We propose a solution wherein a model learns to label a given nodule image under full supervision and learns to generate an explanation under weak supervision. The key contributions of this work include (i) a novel architecture and training regime for lung nodule classification with an explanation and (ii) demonstration of a methodology to design an explainable computer-aided diagnostic system that can accommodate limited availability of locally annotated data. An extensive set of experiments as described in Sec. 3 was performed to evaluate the proposed solution on several key aspects. In the next section, we present the proposed neural architecture and learning approach.

2. Deep Network for Explainable Malignancy Classification System

2.1. Model Architecture

A small and custom-designed architecture is devised to solve the problem at hand instead of using deep architectures such as ResNet or DenseNet. The size of the nodules in the LIDC-IDRI14 dataset generally is under 40×40×40, which is significantly small relative to natural images, i.e., those used to train deep architectures such as ResNet or DenseNet.
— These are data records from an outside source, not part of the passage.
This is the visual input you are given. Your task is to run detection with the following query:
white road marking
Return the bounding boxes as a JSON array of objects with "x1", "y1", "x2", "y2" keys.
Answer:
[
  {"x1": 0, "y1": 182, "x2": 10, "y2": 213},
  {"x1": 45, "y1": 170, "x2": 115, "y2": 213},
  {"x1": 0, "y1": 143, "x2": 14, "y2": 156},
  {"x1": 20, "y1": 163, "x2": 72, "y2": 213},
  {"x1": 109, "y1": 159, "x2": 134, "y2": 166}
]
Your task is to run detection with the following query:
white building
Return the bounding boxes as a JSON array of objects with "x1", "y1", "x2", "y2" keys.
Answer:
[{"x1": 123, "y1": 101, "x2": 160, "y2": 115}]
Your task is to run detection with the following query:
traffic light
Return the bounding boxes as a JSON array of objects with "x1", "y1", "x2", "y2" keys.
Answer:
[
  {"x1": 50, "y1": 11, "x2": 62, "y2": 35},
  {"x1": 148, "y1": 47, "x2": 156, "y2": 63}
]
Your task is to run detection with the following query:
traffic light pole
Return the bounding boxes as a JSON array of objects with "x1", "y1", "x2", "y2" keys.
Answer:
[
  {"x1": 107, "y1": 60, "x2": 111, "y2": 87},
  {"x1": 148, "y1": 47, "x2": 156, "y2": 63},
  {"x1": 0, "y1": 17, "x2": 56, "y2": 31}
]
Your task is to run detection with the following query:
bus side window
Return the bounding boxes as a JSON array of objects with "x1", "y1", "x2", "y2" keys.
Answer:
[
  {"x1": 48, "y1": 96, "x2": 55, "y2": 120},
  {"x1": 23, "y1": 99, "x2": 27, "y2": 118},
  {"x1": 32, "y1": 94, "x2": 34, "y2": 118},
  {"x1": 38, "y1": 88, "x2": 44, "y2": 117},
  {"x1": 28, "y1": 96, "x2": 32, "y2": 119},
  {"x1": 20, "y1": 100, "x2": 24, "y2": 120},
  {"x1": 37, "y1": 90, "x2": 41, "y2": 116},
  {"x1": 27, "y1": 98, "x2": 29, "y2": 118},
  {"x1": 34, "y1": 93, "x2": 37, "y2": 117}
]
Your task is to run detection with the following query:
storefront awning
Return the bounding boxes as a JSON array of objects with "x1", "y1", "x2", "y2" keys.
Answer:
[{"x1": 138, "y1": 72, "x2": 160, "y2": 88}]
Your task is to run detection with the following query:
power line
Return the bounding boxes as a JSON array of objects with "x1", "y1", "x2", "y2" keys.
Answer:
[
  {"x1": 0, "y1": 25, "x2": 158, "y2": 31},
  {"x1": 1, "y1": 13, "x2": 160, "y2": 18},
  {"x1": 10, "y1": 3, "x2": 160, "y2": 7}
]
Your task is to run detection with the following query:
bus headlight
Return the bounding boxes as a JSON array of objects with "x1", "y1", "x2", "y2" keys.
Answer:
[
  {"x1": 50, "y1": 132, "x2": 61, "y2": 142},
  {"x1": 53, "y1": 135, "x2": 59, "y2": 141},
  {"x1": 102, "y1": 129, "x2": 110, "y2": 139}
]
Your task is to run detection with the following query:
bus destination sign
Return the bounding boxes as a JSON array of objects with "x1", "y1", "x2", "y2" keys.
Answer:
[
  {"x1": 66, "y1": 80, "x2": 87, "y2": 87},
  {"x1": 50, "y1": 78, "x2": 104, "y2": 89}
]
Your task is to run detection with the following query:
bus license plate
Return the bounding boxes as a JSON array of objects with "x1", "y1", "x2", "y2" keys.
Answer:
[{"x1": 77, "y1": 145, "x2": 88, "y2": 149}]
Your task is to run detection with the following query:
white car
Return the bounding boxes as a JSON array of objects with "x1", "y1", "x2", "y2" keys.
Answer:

Using such deep networks that are pre-trained on millions of natural images can also lead to over-fitting on a small dataset such as LIDC-IDRI.

The basic principle behind the proposed design is to enable malignancy prediction that is guided by the semantic attributes. Figure 1 shows the proposed complete network architecture, which consists of three sub-networks: feature pooling network, malignancy prediction branch, and auxiliary attribute prediction branch. The feature pooling network along with the malignancy prediction branch will be referred to as the primary network, and the feature pooling network along with auxiliary attribute prediction branch will be referred to as the attribute (Att) network. Since malignancy prediction is to be learned in a fully supervised manner whereas the semantic attributes are to be learned in a weakly supervised manner, two separate branches were designed for each of these tasks. A hierarchical representation of the nodule is desirable to learn features that are common for both tasks to gather both the local and global information present in the lung nodule. A sub-network referred to as the feature pooling network was designed for this purpose.

Fig. 1.

Fig. 1

Proposed network for malignancy and semantic attribute prediction for lung nodules.
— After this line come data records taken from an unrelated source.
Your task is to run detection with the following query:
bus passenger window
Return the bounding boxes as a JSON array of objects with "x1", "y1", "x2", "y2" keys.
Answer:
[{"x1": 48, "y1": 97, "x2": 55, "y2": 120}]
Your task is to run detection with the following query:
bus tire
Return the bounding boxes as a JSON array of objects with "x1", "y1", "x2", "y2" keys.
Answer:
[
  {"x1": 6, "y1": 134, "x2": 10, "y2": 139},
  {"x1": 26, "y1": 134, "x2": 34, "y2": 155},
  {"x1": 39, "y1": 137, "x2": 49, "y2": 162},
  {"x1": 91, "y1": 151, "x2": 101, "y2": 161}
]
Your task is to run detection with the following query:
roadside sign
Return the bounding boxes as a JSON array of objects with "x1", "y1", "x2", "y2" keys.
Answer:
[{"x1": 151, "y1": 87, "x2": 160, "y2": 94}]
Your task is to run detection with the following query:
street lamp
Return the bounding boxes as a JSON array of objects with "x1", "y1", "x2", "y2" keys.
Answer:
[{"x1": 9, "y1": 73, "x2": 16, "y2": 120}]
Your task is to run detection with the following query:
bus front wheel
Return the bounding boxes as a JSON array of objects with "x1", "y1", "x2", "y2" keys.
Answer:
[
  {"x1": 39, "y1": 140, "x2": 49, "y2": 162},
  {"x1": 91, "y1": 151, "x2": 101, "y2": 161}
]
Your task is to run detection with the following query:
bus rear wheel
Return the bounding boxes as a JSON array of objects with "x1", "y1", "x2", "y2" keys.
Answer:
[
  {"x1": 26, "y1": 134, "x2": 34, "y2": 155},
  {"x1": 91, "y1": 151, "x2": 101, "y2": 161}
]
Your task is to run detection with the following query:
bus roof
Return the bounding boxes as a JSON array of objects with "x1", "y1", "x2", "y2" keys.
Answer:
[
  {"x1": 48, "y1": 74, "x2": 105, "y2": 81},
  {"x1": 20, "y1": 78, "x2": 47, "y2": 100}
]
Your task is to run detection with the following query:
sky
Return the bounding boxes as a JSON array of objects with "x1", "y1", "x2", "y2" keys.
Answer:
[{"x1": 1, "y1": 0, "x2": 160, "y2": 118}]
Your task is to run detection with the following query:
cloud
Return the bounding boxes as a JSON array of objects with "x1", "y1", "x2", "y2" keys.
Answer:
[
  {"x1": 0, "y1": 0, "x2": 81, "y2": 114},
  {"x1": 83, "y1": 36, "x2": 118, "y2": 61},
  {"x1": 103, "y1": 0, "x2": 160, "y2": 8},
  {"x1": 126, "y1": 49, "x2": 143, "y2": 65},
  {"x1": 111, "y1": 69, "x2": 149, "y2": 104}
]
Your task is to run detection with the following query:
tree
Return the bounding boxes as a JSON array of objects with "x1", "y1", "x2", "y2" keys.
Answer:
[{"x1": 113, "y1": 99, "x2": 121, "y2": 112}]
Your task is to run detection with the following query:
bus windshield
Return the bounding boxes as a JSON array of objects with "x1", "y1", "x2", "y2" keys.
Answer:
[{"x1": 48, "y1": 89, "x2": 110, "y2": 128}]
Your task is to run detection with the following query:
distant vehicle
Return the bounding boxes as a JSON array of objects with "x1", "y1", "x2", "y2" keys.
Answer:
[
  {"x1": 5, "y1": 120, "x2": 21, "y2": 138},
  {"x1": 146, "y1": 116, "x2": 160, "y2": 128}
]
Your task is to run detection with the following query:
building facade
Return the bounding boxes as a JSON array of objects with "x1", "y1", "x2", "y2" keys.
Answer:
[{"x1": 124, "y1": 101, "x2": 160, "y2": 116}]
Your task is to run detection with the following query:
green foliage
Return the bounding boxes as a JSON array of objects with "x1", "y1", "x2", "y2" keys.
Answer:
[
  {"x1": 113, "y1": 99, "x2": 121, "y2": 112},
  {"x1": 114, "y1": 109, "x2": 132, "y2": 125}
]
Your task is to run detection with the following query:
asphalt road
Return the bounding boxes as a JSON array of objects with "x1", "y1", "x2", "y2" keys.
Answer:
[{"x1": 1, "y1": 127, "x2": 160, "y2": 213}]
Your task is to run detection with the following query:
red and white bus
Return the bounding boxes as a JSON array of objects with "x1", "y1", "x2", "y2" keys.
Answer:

The feature pooling network has three input streams generated from the nodule region (40×40×40) of the CT scan to represent the nodule in a hierarchical manner, namely, its centroid region, full nodule, and full nodule+background tissue. The centroid region/slice is most informative (Yan and Pang,15 Jung and Kim16). The remaining sub-volumes provide contextual and morphological information needed for malignancy classification as well as the prediction of attributes. Accordingly, the inputs to the feature pooling network are (see Fig. 1): (a) middle slice of size (40×40×1), (b) a sub-volume of eight middle slices of size (40×40×8), and (c) a sub-volume of 16 middle slices of size (40×40×16). Each parallel unit in the feature pooling network consists of four convolution blocks, and each block has two convolutional layers followed by the max pooling layer (blue arrow in 1). Max pooling is skipped in the central convolution block to maintain the size of the feature map (red arrow in 1). The feature map at the end of each parallel unit of size (5×5×512) is concatenated to get a feature map of size (5×5×1536). The concatenation of the features helps to gather both the local and global information present in the inputs and to learn the semantic and appearance features simultaneously.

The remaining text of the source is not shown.